#129847 - Ant6n - Mon May 28, 2007 5:56 am
Hi,
I am currently exploring the possibility of the emulation of some old architecture on the DS. I have a couple of questions:
1) In some assemblers i have seen an org directives, i.e. saying org 0100h puts the statement following the directive at 0100h; does that exist on devitpro gas?
2) I intend to put the whole cpu interpreter in the itcm, put the emulated devices' memory in the main ram or vram, and keep the data cache for the memory. If i put ".section .itcm,"ax", %progbits ", and compile with the newest devkitpro, will that accomplish that, or do i have to dwelve into the docs for that ominous cp15?

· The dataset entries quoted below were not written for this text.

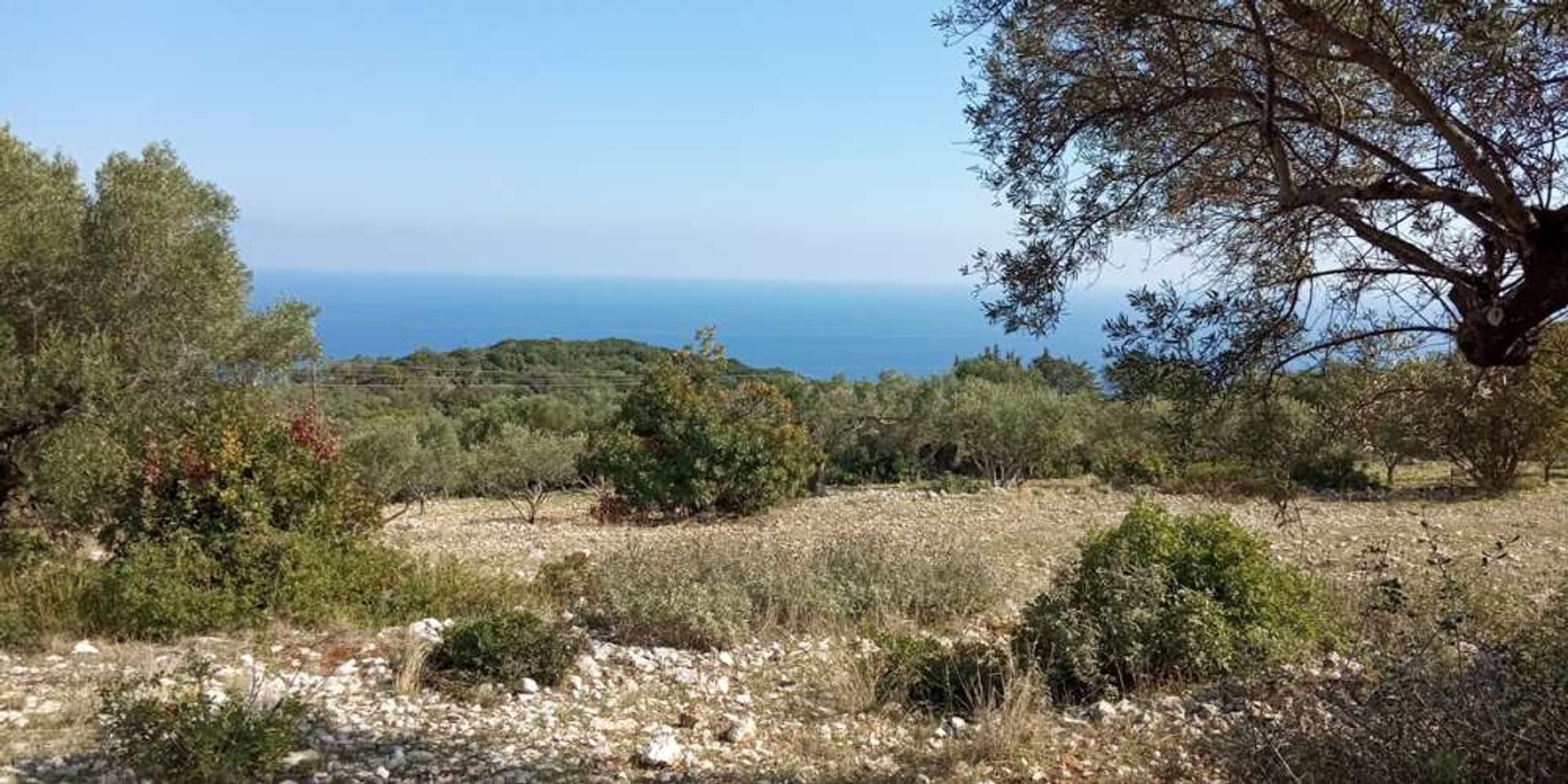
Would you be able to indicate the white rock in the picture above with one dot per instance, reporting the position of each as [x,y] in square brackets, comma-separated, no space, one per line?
[590,666]
[429,630]
[294,760]
[662,751]
[739,729]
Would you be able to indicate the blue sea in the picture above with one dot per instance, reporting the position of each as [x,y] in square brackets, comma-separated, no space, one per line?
[814,328]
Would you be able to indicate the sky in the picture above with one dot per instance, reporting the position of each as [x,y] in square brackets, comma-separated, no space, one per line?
[811,140]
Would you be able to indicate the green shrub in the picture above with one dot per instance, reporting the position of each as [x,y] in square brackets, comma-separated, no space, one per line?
[189,734]
[1162,598]
[1129,468]
[1336,470]
[686,441]
[1220,479]
[176,588]
[41,599]
[957,485]
[22,548]
[234,468]
[961,678]
[707,595]
[504,648]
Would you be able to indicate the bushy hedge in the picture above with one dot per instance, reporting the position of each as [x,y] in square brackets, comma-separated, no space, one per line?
[506,648]
[195,733]
[1162,598]
[960,678]
[686,441]
[234,466]
[714,595]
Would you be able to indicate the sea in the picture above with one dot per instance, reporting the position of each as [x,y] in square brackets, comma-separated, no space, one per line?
[821,330]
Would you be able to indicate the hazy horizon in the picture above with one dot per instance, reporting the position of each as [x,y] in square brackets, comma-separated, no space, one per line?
[692,141]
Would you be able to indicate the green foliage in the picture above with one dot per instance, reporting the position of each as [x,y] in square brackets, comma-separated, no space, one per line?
[233,468]
[1162,598]
[714,595]
[686,441]
[524,466]
[117,308]
[167,590]
[504,648]
[960,678]
[1067,376]
[195,733]
[1012,431]
[956,485]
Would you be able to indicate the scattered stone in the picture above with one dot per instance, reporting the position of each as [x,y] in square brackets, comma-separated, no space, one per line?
[739,729]
[662,751]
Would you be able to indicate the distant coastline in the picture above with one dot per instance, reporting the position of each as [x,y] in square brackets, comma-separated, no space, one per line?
[814,328]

3) MIPS has some cool branch option where after a branch the following instruction(s) would still be executed. One could run some useful instruction in the branch delay and cut down the effective cycles it takes to branch; is there something similar on ARM, to cut down on the 3 cycle branch within itcm?
4) I understand the itcm has a waitstate of 0, meaning a 1 cycle load if there is no interlook. Does anybody know the cycles for the other memory areas (i.e. vram, shared wram)?
thx
anton
#129850 - keldon - Mon May 28, 2007 8:47 am
3: the arm has the same feature
4: check out gbatek; tells ye all that needeth be known in thee seven se..... (must watch pirates of the Caribbean)
#129854 - kusma - Mon May 28, 2007 9:43 am
keldon wrote: |
3: the arm has the same feature |
Uhm, what?! I'm pretty sure this is not true... What the instruction you mean support executing the next couple of instruction (after the branch-instruction as in MIPS) while flushing the pipeline?
#129855 - keldon - Mon May 28, 2007 9:51 am
kusma wrote: |
keldon wrote: | 3: the arm has the same feature |
Uhm, what?! I'm pretty sure this is not true... What the instruction you mean support executing the next couple of instruction (after the branch-instruction as in MIPS) while flushing the pipeline? |
Oh, I completely misread that and immediately thought of execute (with condition).
#129975 - Miked0801 - Tue May 29, 2007 5:30 pm
ARM has conditional execution - not branch delay.
Meaning quick if/else assign type checks don't branch per se.
cmp r1,0
movgt r0,0
movle r0,1
so instead of having to branch around the compare, it just executes straight through with the 'false' condition only taking 1 cycle instead of 3. It makes for better caching as well.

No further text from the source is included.